公園沿いの道路は車の通りはあまり無く、住宅地にはマンションや高いビルは見えない。一般的な二階建ての家が並び、車を洗っている人や庭の手入れをしている人がいる。のんびりした雰囲気の街だ。その途中に銀色のプレートに『鈴宮』と書かれた家があった。車庫には車が入っていない。出かけているのかも知れない。


「ここかな?」

「だろうな。鈴宮なんて、そんなにたくさんある名前じゃないだろうから。」


なんとなく声をひそめて、椿の木の陰から様子をうかがう。どこかに彼女に関連するものがないかと探してみるけれど、そんなものは見当たらない。


「由良ちゃんの部屋はきっと二階だよな?」


剛の言葉につられて俺と空野も二階を見上げるが、二つの窓には白いカーテンが見えるだけ。周囲にも彼女の姿は無い。


「仕方ない。
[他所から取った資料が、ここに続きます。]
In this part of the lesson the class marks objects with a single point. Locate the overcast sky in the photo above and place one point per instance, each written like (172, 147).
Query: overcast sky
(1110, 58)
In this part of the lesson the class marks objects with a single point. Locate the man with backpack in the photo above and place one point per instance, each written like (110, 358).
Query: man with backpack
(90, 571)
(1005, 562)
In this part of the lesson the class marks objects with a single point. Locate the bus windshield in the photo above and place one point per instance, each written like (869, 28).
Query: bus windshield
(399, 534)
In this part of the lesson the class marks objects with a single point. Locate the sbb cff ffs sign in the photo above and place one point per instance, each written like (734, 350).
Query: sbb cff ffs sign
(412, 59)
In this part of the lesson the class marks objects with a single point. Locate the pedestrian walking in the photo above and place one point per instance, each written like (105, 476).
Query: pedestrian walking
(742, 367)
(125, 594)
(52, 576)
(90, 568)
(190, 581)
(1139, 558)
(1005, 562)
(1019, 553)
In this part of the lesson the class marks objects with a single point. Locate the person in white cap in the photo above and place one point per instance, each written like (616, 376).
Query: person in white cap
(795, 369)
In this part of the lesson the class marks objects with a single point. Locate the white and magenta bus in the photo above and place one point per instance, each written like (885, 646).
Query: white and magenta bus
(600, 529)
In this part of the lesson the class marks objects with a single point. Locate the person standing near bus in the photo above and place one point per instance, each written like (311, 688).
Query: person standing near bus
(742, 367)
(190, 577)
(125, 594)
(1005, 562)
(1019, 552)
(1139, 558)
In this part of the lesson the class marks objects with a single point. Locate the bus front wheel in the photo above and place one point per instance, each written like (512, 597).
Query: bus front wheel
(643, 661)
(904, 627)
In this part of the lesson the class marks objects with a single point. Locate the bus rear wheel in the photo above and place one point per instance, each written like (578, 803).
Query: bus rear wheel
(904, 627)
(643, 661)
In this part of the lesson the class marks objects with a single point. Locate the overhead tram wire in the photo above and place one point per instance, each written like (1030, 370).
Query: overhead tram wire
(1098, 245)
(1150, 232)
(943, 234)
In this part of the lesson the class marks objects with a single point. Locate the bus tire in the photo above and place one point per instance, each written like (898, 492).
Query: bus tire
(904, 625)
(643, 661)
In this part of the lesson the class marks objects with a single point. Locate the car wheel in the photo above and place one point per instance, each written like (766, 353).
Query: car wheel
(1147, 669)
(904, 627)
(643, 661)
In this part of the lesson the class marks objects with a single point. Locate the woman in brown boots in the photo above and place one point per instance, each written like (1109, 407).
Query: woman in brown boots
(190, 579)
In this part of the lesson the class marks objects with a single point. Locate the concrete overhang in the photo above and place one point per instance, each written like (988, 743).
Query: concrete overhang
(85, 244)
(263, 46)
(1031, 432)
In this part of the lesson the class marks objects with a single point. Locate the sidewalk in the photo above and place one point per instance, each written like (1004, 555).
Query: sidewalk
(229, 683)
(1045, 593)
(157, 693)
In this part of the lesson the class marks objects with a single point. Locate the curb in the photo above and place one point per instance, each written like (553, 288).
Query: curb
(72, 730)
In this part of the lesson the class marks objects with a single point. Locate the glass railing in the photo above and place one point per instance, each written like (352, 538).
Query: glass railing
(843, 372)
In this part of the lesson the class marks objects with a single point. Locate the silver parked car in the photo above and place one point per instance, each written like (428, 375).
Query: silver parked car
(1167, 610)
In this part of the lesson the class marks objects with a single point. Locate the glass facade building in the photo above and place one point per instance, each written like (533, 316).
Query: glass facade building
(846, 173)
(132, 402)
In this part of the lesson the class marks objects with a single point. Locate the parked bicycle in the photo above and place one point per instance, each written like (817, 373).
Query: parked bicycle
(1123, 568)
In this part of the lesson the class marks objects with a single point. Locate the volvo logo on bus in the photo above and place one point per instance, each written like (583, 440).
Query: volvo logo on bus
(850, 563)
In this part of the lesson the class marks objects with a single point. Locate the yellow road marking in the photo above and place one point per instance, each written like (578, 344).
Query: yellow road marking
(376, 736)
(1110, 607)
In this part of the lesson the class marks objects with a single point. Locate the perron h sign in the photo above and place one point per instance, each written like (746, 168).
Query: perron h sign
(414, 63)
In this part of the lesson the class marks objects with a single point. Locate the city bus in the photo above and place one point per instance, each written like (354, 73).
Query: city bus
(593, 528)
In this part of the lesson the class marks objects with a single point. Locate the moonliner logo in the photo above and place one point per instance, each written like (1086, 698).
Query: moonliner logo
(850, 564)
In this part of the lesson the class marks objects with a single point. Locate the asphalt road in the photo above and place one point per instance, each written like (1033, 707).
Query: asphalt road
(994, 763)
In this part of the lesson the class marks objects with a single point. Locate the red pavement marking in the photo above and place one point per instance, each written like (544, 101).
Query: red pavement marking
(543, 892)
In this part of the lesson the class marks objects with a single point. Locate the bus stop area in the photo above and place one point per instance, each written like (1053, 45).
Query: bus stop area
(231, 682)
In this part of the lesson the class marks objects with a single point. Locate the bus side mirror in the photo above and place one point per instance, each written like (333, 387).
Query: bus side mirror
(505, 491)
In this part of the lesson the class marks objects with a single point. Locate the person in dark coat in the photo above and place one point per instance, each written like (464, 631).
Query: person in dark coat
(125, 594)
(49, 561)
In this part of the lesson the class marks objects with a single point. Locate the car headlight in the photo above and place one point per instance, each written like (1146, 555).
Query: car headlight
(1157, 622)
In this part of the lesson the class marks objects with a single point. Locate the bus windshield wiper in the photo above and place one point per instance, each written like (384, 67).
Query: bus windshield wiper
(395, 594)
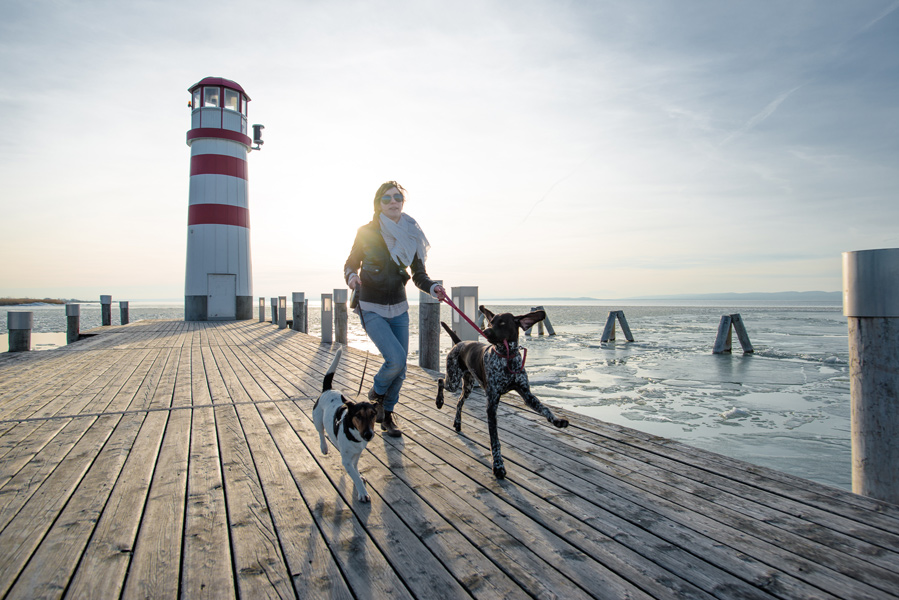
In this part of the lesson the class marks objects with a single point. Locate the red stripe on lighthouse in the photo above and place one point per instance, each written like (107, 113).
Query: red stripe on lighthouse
(218, 214)
(218, 164)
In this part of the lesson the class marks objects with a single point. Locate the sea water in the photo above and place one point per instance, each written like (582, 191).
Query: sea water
(784, 406)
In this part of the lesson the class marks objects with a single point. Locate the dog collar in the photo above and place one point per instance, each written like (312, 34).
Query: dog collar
(512, 351)
(340, 419)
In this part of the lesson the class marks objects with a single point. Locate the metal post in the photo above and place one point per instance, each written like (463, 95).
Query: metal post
(429, 331)
(340, 316)
(282, 312)
(106, 311)
(19, 324)
(73, 322)
(871, 305)
(299, 312)
(327, 319)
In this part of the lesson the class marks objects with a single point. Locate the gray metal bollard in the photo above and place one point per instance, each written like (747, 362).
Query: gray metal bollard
(327, 319)
(299, 312)
(282, 312)
(340, 316)
(429, 331)
(106, 311)
(871, 305)
(73, 322)
(19, 324)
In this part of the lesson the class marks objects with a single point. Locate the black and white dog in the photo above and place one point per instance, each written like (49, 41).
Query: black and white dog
(498, 367)
(350, 425)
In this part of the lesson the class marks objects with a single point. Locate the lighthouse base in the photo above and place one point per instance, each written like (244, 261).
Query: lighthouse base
(196, 308)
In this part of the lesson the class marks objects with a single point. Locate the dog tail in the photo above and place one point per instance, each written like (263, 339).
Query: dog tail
(329, 376)
(456, 339)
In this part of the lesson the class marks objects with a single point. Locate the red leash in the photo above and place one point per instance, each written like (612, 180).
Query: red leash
(464, 316)
(508, 355)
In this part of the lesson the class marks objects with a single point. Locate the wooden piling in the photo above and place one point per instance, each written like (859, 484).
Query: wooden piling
(19, 324)
(327, 319)
(340, 315)
(282, 312)
(608, 334)
(724, 339)
(871, 305)
(106, 310)
(429, 331)
(73, 322)
(299, 311)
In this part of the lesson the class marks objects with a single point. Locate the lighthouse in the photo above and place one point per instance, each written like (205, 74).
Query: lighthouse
(219, 276)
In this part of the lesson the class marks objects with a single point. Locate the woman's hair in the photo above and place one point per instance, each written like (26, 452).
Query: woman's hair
(384, 187)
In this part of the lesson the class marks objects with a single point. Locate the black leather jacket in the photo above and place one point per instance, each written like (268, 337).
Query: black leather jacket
(383, 281)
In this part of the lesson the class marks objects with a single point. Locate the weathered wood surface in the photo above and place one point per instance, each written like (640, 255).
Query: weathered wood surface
(165, 459)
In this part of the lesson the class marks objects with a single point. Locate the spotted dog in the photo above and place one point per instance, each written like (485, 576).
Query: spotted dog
(498, 367)
(350, 426)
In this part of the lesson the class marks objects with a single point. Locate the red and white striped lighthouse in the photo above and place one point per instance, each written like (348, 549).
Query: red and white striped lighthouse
(218, 282)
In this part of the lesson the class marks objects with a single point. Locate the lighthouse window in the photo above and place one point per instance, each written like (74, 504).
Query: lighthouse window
(211, 96)
(232, 100)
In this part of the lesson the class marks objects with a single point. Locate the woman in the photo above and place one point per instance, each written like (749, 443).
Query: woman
(384, 248)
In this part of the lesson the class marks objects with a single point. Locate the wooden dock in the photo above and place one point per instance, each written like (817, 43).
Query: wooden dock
(168, 459)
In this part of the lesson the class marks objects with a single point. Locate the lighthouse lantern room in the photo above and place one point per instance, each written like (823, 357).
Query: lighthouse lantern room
(218, 279)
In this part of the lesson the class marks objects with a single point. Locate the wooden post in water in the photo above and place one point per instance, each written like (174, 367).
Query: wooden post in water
(282, 312)
(545, 322)
(73, 322)
(299, 312)
(429, 330)
(871, 305)
(19, 324)
(608, 334)
(340, 315)
(106, 311)
(724, 339)
(327, 319)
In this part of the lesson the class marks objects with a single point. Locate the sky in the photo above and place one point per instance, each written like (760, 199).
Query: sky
(603, 148)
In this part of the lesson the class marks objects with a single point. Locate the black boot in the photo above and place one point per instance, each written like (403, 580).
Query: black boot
(379, 400)
(389, 427)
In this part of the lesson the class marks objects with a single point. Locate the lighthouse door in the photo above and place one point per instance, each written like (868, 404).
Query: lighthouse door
(222, 301)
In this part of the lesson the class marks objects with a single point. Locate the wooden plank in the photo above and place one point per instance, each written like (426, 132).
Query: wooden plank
(257, 554)
(108, 555)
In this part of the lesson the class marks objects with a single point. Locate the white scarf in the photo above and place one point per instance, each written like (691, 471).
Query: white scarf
(404, 239)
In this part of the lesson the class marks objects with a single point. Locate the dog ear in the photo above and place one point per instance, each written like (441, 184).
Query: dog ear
(527, 321)
(487, 314)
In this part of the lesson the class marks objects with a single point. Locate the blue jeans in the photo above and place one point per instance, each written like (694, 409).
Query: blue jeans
(391, 336)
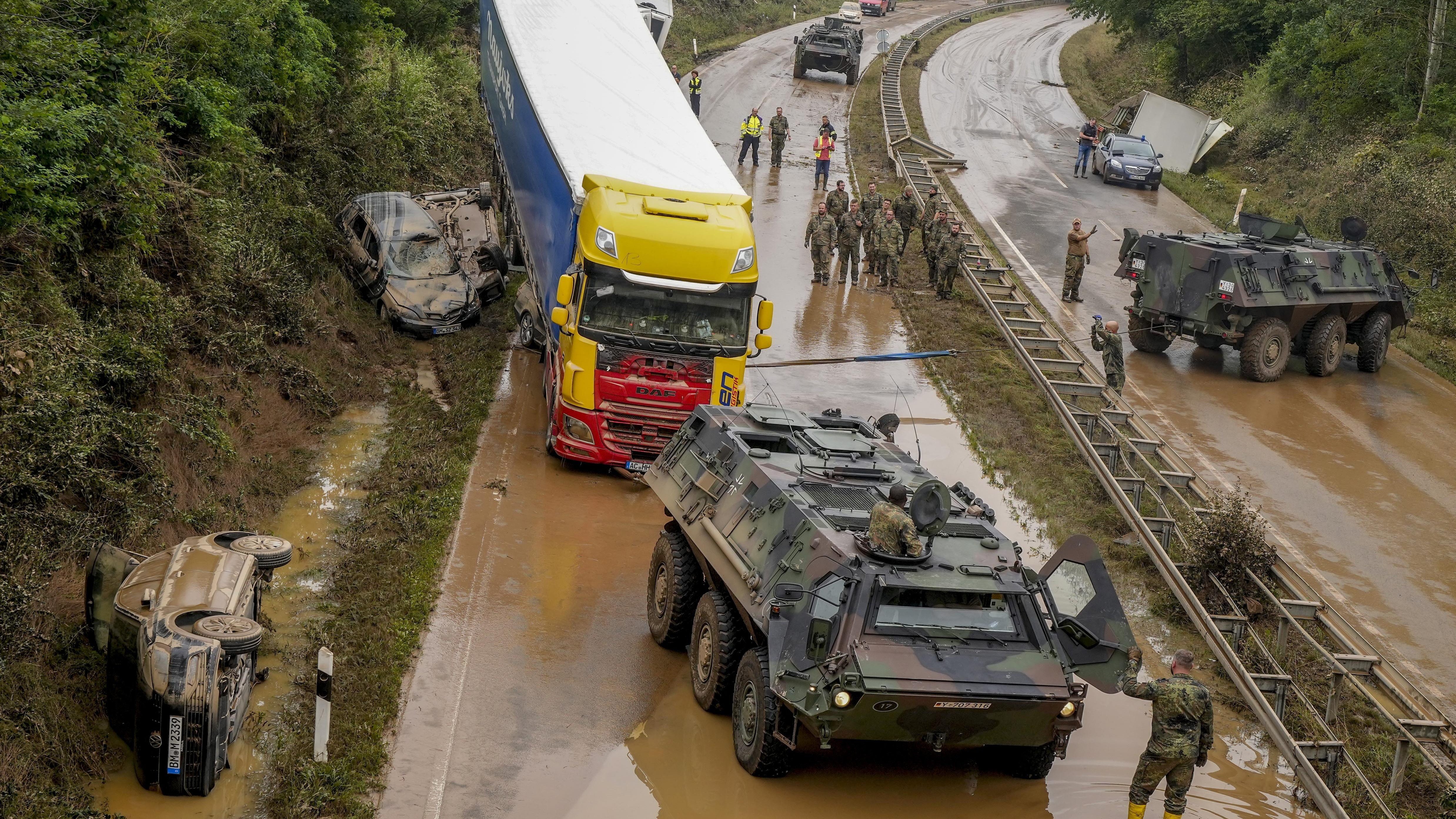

行くか。」

「だな。不審者扱いされても困るし。」


胸の中には安堵とも落胆ともいえるものがうっすらと広がっている。


(なんで俺が。)


自分の気持ちが腹立たしい。鈴宮に会えても会えなくても、俺には関係のないことなのに。


「空野の部屋も公園の方を向いてたら良かったのになあ。」


戻るために歩き始めたとき、剛が言った。残念ながら、空野の家で公園に面しているのは店の入り口なのだ。


「まさか、向かい合ってたら覗けるとか思ってるんじゃないだろうな?」

「何言ってんだよ?」


剛が俺に軽蔑したような目を向けた。


「直樹は品がないなあ。夜になったら窓から光で合図しあうんだよ。」

「なんだよ、それ? スパイごっこか?」

「知らないのか? 『赤毛のアン』でアンとダイアナがやってるんだぞ。窓にろうそくを立てて。」


剛の口から『赤毛のアン』なんていう本のタイトルが出てきて、俺は思わず目を剥いた。隣で空野がこっそりと笑い出す。


「それ、昔の話だろ? 言いたいことがあれば、メールでも電話でもすればいいのに。」

「馬鹿。それじゃあ普通すぎるだろ? せっかく部屋が向かい合ってるなら、お互いに相手の方を見ているっていう証が欲しいじゃないか。俺はロマンティストなんだ。男のロマンを求めてるの!」


身振りも交えて、剛が熱く語る。でも、ロマンを語るにしては、普段の剛は軽すぎると思う。


「男のロマンって言うけど、そのアンとダイアナってのは女同士なんだろ?」

「くふっ、ふははははは!」


とうとう空野が我慢しきれずに笑い出した。剛は俺にがっかりした顔を向けてくる。俺は軽く肩をすくめて二人の反応をやり過ごし、芝生の広場に向かう小道をゆっくりと歩いた。